Harry stared at him, trying to read his expression. Suddenly the malevolence in Johnson’s face didn’t seem to be entirely a trick played by the peculiar backwash of light. “You’re making me edgy, Pete.”

“Good.”

“I know you told me the truth, you’re not they guy. But what you’re saying is that I mustn’t trust anyone, not even for a moment, not even if I think I know him like a brother.”

“Precisely. And it goes for both of us. That’s why the sixth name on the list of suspects is yours.”

“What? Me!”

“You were at the third blasting shaft with the rest of us.”

“But I’m the one who found him when we went back.”

“And you were the one who assigned search areas. You could have given yourself the right one, so you’d make sure he was dead before you ‘found’ him.
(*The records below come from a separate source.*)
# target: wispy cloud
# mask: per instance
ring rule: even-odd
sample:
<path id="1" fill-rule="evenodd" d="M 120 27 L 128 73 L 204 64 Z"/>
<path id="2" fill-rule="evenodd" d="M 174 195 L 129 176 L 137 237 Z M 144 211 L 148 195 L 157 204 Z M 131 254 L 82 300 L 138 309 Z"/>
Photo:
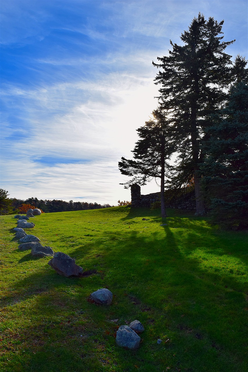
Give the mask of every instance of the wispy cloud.
<path id="1" fill-rule="evenodd" d="M 226 39 L 239 40 L 231 54 L 247 47 L 238 0 L 1 3 L 1 187 L 12 197 L 130 199 L 117 163 L 156 107 L 152 61 L 199 11 L 225 19 Z"/>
Then Breskin stumbled on you before you had a chance to deal Brian the coup de grâce.”

Harry gaped at him.

“And if you’re twisted enough,” Pete said, “you might not even realize there’s a killer inside you.”

“You don’t really think I’m capable of murder?”

“It’s a chance in a million. But I’ve seen people win on much longer odds.”

Although he knew that Pete was giving him a taste of his own medicine, letting him know what it was like to be treated as a suspect, Harry felt a tension ache return to his neck and shoulders. “You know what’s wrong with you Californians?”

“Yeah. We make you Bostonians feel inferior, because we’re so self-aware and mellow, but you’re so repressed and uptight.”

“Actually, I’d been thinking that all the earthquakes and fires and mudslides and riots and serial killers out there have made you paranoid.”